Sag-to-span ratio of cable 2 over the plane z = 10 m for a 50 kg camera platform (Case 1, the large-dimensional case).
We can see an obvious tendency; that is, the farther the distance from the 2# pulley, the larger the sag-to-span ratio. This finding agrees well with the common practice. The reason of this phenomenal is that the self-weight of the cable increases with the elongation of the cable length, leading to the radial increase of the sags. The contours in this figure denote the identical sag-to-span ratios in the workspace plane. The contours seem to be the curves, whose centers of the curves are at 2# pulley. The cable 2 is the longest along the diagonal line from 2# pulley to 4# pulley, so the contours protrude to 4# pulley. It is obvious that the sag-to-span ratio is the largest at the upper left corner of the workspace; it also means that the divergence between the catenary and straight line is the largest at this point, which fits well with Figure 12.
7. Conclusions
The camera robot is a large-span redundantly parallel cable-driven manipulator with high maneuverability. As a consequence, the dynamic model of the camera robot must include both cable sags and inertias. In order to compute the inertias of the cables, the fast length-varying catenary cables are discretized. Then, the dynamic model of the camera robot combined with the cable sags and inertias can be established which, to the best of our knowledge, has never been applied to high-speed redundantly parallel cable-driven camera robots. Furthermore, this kind of dynamic modeling can be applicable to other large-span parallel cable-driven manipulators with high-speed motions.

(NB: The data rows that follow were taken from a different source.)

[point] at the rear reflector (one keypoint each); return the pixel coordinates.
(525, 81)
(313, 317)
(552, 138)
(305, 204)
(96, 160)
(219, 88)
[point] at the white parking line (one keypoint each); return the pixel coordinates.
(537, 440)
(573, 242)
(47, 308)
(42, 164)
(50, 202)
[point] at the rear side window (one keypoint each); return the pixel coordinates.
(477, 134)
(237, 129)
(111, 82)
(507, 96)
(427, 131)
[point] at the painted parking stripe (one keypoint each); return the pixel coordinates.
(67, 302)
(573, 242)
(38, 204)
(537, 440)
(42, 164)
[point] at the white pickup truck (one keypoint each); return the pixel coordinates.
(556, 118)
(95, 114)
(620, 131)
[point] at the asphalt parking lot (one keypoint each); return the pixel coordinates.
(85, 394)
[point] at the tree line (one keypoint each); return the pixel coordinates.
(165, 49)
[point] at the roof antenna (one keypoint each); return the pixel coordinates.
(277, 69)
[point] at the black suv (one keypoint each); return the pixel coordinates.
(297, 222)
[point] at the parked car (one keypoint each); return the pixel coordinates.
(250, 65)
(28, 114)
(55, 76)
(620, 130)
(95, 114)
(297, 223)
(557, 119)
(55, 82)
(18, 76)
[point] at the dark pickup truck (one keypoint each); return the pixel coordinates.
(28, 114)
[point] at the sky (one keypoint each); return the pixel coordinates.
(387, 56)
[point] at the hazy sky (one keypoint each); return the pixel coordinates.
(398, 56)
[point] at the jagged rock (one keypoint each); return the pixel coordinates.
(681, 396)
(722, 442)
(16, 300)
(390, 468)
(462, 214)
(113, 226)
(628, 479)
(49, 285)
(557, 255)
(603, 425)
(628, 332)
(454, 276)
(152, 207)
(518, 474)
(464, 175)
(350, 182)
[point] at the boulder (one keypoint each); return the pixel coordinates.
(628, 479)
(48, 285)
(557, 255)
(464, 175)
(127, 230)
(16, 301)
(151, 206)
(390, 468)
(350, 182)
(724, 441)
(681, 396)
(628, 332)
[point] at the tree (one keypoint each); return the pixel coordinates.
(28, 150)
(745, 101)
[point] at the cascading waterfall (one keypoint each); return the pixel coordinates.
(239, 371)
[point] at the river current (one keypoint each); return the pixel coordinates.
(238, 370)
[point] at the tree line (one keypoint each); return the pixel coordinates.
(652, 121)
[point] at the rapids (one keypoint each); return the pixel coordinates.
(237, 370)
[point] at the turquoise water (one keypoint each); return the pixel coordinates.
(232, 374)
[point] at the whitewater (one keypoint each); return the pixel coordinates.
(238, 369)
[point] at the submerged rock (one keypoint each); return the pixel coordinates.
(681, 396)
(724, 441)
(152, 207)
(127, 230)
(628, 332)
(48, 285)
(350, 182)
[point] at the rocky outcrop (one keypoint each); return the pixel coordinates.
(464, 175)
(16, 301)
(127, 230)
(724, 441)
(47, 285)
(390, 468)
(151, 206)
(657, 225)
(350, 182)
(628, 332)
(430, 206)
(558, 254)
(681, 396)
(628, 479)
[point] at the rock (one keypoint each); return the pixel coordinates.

By using the proposed dynamic equation and sag-to-span ratio as the constraint conditions, we establish the optimal model for the cable tension distribution among the four cables. Based on the optimal model, an iterative optimization algorithm is introduced to determine the unique solution to cable tension distribution among the infinite solutions.
The simulation results show that the algorithm offers the validity, reasonability, and good convergence. The three nephograms (Figures 12(a)–12(c)) depict the three different tension maximal relative differences in the three cases. It can be concluded by analysis that the cable sags and inertias can be neglected for the small-dimensional cable-driven manipulators, but the cable sags and inertias must be taken into consideration for the medium- and large-dimensional ones. The contour map (Figure 13) illustrates the ability to limit sag-to-span ratio of the algorithm and distribution regularity of the sag-to-span ratio.
Conflict of Interests
The authors declare that there is no conflict of interests regarding the publication of this paper.
Footnotes
Acknowledgment
The authors gratefully acknowledge the financial support of National Natural Science Foundation of China under Grants nos. 51175397 and 51105290.